In Umbria si sarebbero fermati i 12.300 mezzi delle oltre mille imprese del settore, il cui numero è calato del 26% in 10 anni. Problemi aggravati dalla crisi energetica innescata dalla guerra in Medio Oriente, che in 3 mesi ha portato ad un rincaro compressivo dei costi per il carburante, solo in Umbria, di 34,7 milioni di euro.
Nella provincia di Perugia il settore contava, alla fine del 2025, 861 imprese (-26,5% in 10 anni) e in provincia di Terni 217 (-25,2%).
I provvedimenti varati dal Governo per il settore
Prorogato al mese di giugno il credito d’imposta a favore dell’autotrasporto per i maggiori costi di carburante sostenuti nel periodo marzo-giugno 2026, con un limite di spesa complessivo di 300 milioni di euro, comprensivi dei 100 milioni di euro già stanziati allo stesso fine dal decreto-legge n. 33 del 2026.
È introdotto un credito d’imposta, fino al 30 per cento della spesa sostenuta, per l’acquisto di fertilizzanti agricoli nei mesi di marzo, aprile e maggio 2026, nel limite massimo di 40 milioni di euro, concesso nel rispetto del Quadro temporaneo sugli aiuti di Stato adottato dalla Commissione europea il 29 aprile 2026 in risposta alla crisi in Medio Oriente. È inoltre ampliata l’agevolazione per l’acquisto di gasolio in agricoltura, con una dotazione complessiva di 90 milioni di euro, comprensivi dei 30 milioni di euro già stanziati allo stesso fine da precedenti provvedimenti.

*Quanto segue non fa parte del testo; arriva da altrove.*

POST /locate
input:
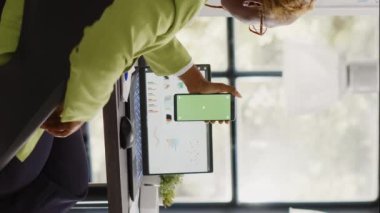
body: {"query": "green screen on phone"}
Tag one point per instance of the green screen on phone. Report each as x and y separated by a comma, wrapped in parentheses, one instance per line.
(203, 107)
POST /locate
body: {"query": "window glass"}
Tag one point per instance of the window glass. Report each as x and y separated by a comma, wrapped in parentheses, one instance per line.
(330, 155)
(216, 186)
(354, 37)
(206, 40)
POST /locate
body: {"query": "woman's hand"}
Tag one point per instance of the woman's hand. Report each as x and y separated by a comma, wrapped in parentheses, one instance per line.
(55, 127)
(196, 83)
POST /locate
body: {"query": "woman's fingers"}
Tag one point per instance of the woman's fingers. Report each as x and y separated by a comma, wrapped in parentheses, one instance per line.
(220, 88)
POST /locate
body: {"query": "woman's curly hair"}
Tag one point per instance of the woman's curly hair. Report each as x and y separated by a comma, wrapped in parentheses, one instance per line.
(286, 10)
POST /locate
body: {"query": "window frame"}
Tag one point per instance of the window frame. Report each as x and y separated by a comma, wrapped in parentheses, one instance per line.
(98, 192)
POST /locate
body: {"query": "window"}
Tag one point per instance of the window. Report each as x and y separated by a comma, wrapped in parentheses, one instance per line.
(269, 155)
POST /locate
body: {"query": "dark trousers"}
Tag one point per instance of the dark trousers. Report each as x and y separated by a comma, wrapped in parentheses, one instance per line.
(52, 179)
(33, 82)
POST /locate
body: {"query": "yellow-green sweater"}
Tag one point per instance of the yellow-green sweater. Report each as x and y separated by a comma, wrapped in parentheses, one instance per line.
(126, 30)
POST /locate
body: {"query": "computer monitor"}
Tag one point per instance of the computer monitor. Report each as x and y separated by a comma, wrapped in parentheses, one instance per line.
(168, 147)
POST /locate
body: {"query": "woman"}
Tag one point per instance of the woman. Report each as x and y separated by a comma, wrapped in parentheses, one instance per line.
(100, 41)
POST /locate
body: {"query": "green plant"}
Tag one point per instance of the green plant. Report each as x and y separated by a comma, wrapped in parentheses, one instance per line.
(167, 188)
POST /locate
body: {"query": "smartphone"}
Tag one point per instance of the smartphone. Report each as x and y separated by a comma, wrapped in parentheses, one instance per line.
(204, 107)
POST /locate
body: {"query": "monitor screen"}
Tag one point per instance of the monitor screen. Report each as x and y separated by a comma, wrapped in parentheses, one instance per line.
(170, 147)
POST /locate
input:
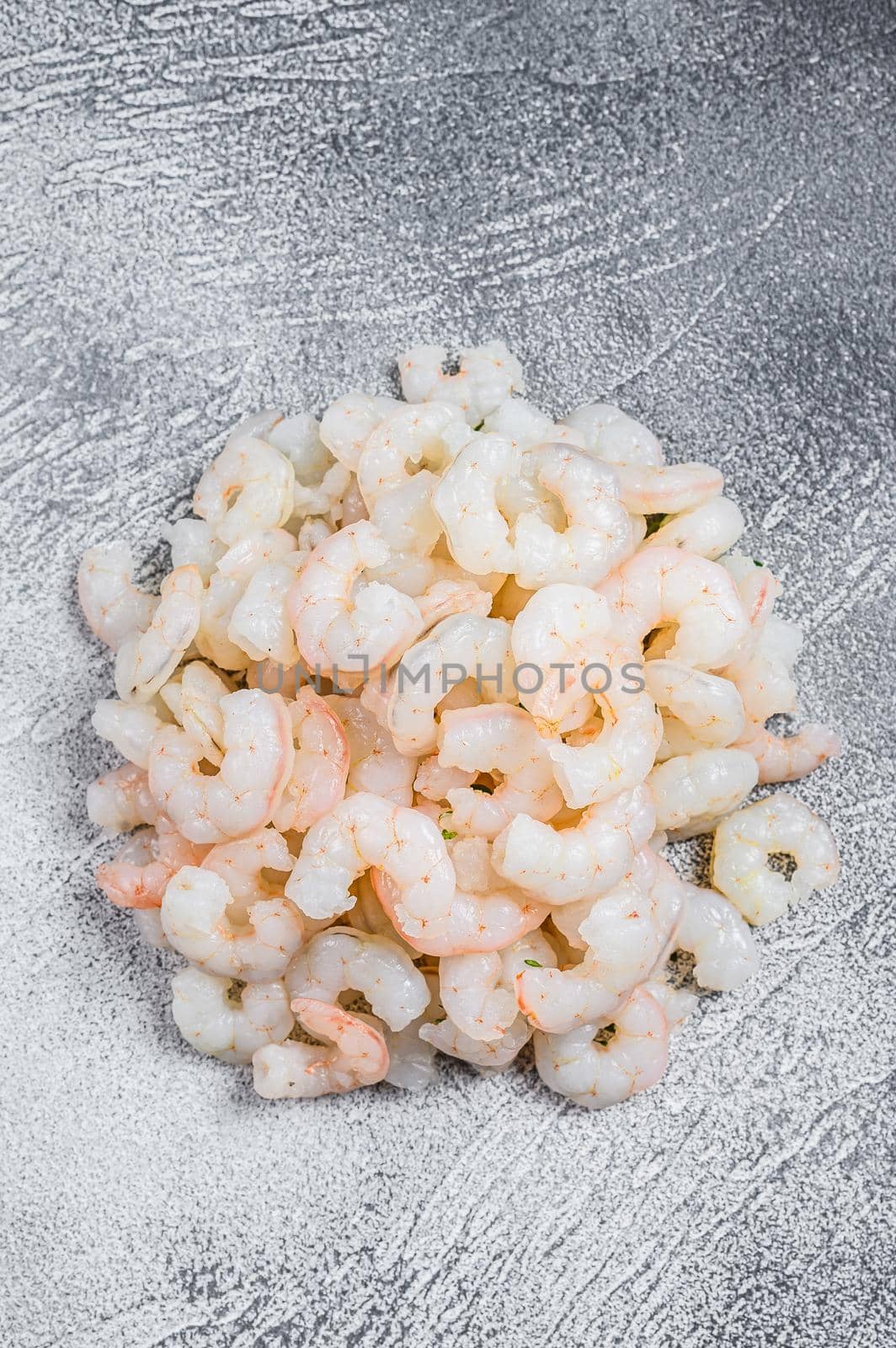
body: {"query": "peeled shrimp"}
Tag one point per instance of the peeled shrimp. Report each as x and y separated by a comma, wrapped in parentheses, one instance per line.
(599, 534)
(478, 990)
(349, 421)
(399, 502)
(112, 604)
(363, 832)
(341, 959)
(248, 557)
(199, 707)
(128, 725)
(563, 866)
(503, 739)
(628, 932)
(707, 705)
(243, 794)
(375, 765)
(484, 912)
(195, 921)
(786, 758)
(487, 377)
(465, 500)
(696, 790)
(707, 530)
(193, 543)
(597, 1076)
(249, 485)
(229, 1028)
(121, 800)
(615, 437)
(411, 1058)
(662, 586)
(617, 752)
(147, 660)
(489, 1055)
(320, 766)
(716, 934)
(744, 842)
(465, 645)
(340, 619)
(139, 874)
(356, 1056)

Il Fondo nazionale per il trasporto pubblico locale è incrementato di 80 milioni di euro annui a decorrere dal 2026 per il finanziamento del rinnovo contrattuale del settore.
Ai soggetti che applicano gli indici sintetici di affidabilità fiscale (ISA) e ai contribuenti in regime forfetario e di vantaggio è riconosciuta la possibilità di effettuare i versamenti fiscali in scadenza al 30 giugno 2026 entro il 20 luglio 2026 senza maggiorazioni. Il versamento potrà essere effettuato anche entro i trenta giorni successivi (19 agosto) con una maggiorazione dello 0,80 per cento a titolo di interesse corrispettivo.
È ridotto il termine per la formazione del silenzio assenso in materia di crediti d’imposta per gli autotrasportatori: a decorrere dal 1° ottobre 2026, il nuovo termine è di 30 giorni, anziché di 60, con presentazione esclusivamente per via telematica.